Os problemas surgiram muito antes do esperado. As placas começaram a se deteriorar, algumas se soltaram do asfalto e a camada protetora sofreu danos devido ao uso. A sujeira, as folhas e a poeira também reduziam a quantidade de luz que chegava às células, enquanto a posição horizontal dos painéis era menos favorável do que a de uma instalação solar corretamente orientada e inclinada.

A isso se somou um problema bastante mais cotidiano: os carros tinham que circular em cima dos painéis solares. O atrito dos pneus, as vibrações, o peso dos veículos e as mudanças de temperatura submetiam a superfície a condições que um painel instalado em um telhado nunca precisa suportar. O barulho gerado pelo passagem dos veículos tornou-se outro inconveniente, e a velocidade de circulação teve que ser limitada a 70 km/h.

A França tornou-se o primeiro país do mundo a construir uma grande estrada solar. Agora sabemos por que não foi uma boa ideia

Também não funcionou como central elétrica no nível esperado. Durante o primeiro ano completo de operação, a estrada produziu 149.459 kWh, valor bem inferior às previsões iniciais. A produção diminuiu posteriormente para 78.397 kWh em 2018 e para cerca de 37.900 kWh no primeiro semestre de 2019, segundo os dados coletados durante o acompanhamento do projeto.

A receita obtida com a venda de eletricidade também não compensava o enorme investimento inicial. Em vez dos aproximadamente 10.500 euros anuais previstos, a receita foi de cerca de 4.550 euros em 2017 e apenas 3.100 euros em 2018. A diferença entre o custo de construção e a energia realmente produzida acabou se tornando um dos principais argumentos contra esse tipo de infraestrutura.

A experiência também trouxe uma conclusão bastante simples: ter milhares de quilômetros de asfalto disponível não significa que essa superfície seja adequada para instalar painéis solares. Uma instalação convencional pode ser orientada em direção ao sol, mantida limpa e substituída com relativa facilidade. Uma estrada, por outro lado, precisa estar preparada para suportar tráfego, chuva, sujeira, temperaturas variáveis e manutenção contínua.

O experimento terminou definitivamente em 2024. A desmontagem das placas começou em 27 de maio e o trecho foi reabilitado para se tornar uma estrada convencional. O próprio Departamento do Orne confirmou que a experiência serviu como banco de testes para o desenvolvimento de novas soluções, enquanto a Wattway argumentou posteriormente que Tourouvre permitiu identificar problemas e aprimorar sua tecnologia.

Na verdade, a Wattway não abandonou a tecnologia fotovoltaica para superfícies de mobilidade, mas mudou claramente seu foco.
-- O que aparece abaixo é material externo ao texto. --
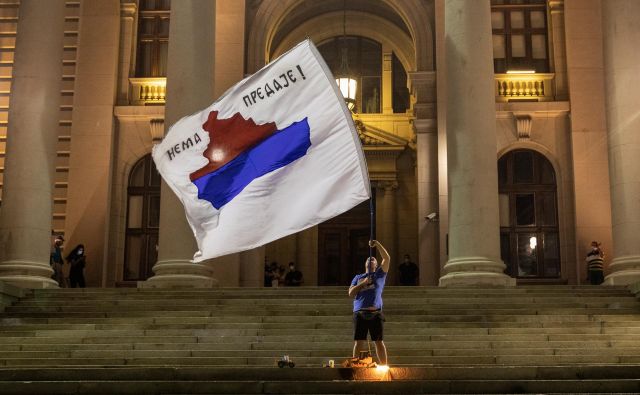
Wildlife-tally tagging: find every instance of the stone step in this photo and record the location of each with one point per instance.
(305, 333)
(249, 373)
(248, 380)
(346, 335)
(339, 345)
(322, 387)
(328, 352)
(520, 360)
(282, 328)
(516, 302)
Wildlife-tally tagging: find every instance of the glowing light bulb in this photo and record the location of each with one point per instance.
(382, 368)
(217, 155)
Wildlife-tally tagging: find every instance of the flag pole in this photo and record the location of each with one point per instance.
(371, 228)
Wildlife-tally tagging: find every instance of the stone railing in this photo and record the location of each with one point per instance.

A empresa passou a se concentrar em aplicações de menor complexidade, como estacionamentos, calçadas, ciclovias e pequenos módulos capazes de alimentar câmeras, iluminação, pontos de ônibus ou carregadores para bicicletas elétricas.

A ideia original não era absurda: utilizar infraestruturas existentes para gerar eletricidade sem ocupar novos terrenos fazia sentido. O problema estava em tentar transformar uma estrada sujeita a tráfego constante em uma usina solar gigantesca. A experiência de Tourouvre demonstrou que produzir eletricidade e suportar tráfego intenso são duas tarefas bastante diferentes, e que fazer ambas na mesma superfície pode ter um custo excessivamente alto.